Sie schüttelte missbilligend den Kopf. »Nicht so. Schreiben Sie es hier auf den Zettel.« Sie schob mir ein Stück Papier und einen Stift hin.
Zweifellos war auch das Vorschrift, und ich hatte keine Lust mehr auf zeitraubende Kämpfe an Nebenkriegsschauplätzen, also kritzelte ich das Wort Storuttern auf das Blatt und schob es ihr zurück. Das war der Name des Sees, in dessen Nähe Inga und ich nach unserer Flucht in einem verlassenen Ferienhaus den herrlichsten Sommer unseres Lebens verbracht hatten. Niemand außer uns beiden wusste davon.

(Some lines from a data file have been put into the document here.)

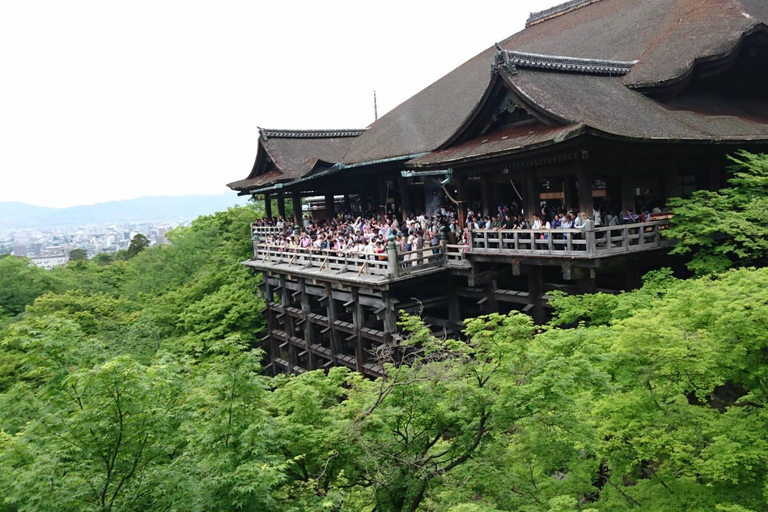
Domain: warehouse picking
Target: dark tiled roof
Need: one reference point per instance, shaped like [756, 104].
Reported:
[524, 136]
[605, 104]
[266, 134]
[563, 64]
[560, 57]
[666, 37]
[538, 17]
[294, 153]
[258, 181]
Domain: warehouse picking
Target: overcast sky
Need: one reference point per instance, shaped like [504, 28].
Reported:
[104, 100]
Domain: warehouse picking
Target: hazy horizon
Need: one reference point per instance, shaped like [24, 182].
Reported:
[105, 100]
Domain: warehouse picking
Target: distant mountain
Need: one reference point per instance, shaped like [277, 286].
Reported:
[143, 209]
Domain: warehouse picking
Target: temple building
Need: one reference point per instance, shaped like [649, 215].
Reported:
[617, 104]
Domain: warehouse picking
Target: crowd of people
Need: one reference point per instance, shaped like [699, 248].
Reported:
[369, 233]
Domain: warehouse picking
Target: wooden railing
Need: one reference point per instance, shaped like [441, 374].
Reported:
[420, 259]
[323, 260]
[571, 243]
[584, 243]
[261, 233]
[456, 255]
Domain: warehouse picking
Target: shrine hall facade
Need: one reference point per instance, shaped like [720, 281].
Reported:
[596, 104]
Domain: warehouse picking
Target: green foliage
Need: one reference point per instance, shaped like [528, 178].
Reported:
[78, 255]
[727, 227]
[134, 385]
[21, 283]
[138, 243]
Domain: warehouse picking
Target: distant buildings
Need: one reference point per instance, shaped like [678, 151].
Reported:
[49, 262]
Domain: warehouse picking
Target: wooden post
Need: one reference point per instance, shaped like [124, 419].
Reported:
[531, 195]
[568, 195]
[331, 310]
[714, 178]
[589, 236]
[584, 180]
[281, 205]
[390, 318]
[268, 299]
[392, 264]
[405, 198]
[485, 194]
[382, 195]
[296, 201]
[670, 183]
[330, 212]
[358, 319]
[535, 291]
[289, 331]
[309, 336]
[461, 192]
[268, 206]
[586, 283]
[627, 192]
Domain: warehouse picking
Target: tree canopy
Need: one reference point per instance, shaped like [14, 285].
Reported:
[130, 385]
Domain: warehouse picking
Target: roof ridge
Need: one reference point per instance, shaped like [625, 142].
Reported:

Die Empfangssekretärin mit dem strengen Kostüm, die bestimmt nie im Leben in verlassene Holzhäuser mitten im Wald eingebrochen war, tippte das Wort in den Computer ein. Der gab eine Meldung von sich, die sie offenbar zufrieden stellte, denn sie stand auf, um mein Deposit zu holen, nicht ohne vorher das Papier mit dem Passwort sorgsam im Schlitz eines knurrenden Aktenvernichters verschwinden zu lassen. Ein paar Minuten und zwei Unterschriften später war ich mit meinem alten, versiegelten Umschlag in der Jackentasche wieder auf dem Weg nach draußen.
Als ich am schwarzen Brett vorbeikam, riss ich von dem Anschlag der Privatpension einen der Zettel mit der Telefonnummer ab. Für alle Fälle.
Aber es war schon zu spät für das, was ich mit dem Umschlag vorgehabt hatte.
Es hatte begonnen, leicht zu schneien. Die Schneeflocken waren klein und sanken kaum merklich, doch nach und nach begannen die Straßen wie bepudert auszusehen. Der Himmel war von dunklem, diffusem Grau, die Sonne versank als matter Fleck mit verwaschenen Rändern über den Häusern im Westen, und es war kalt, kalt, kalt.
Ich bestieg einen Bus, der in Richtung Kungsträdgården fuhr, was meinen momentanen finanziellen Spielraum noch einmal empfindlich einschränkte. Wie teuer alles geworden war! Düstere Gedanken über die Vergänglichkeit aller Werte zogen träge durch mein Hirn, während ich zwischen schlecht gelaunten Müttern mit riesigen Kinderwagen und finster dreinblickenden Afrikanern das Gleichgewicht zu wahren suchte.
Mein Ziel war kein Geringeres als das prunkvolle Gebäude der Svenska Handelsbanken, das an der Kungsträdgårdsgatan einen eigenen Straßenblock stellt. In der einsetzenden Dämmerung und dem Schneegestöber wirkte der kolossale Bau noch kolossaler; seine grünspanbedeckten Dächer begannen, weiß zu werden, und die Drehtüren waren in unaufhörlicher Bewegung: Leute eilten hinein und heraus, und die, die herauskamen, schlugen die Mantelkrägen hoch und stießen weiße Atemwolken aus.
Doch als ich die Schalterhalle betreten wollte, verwehrte mir ein Wachmann in martialisch schwarzer Uniform den Zugang. »Wir schließen um drei«, sagte er, die Hand am Gummiknüppel.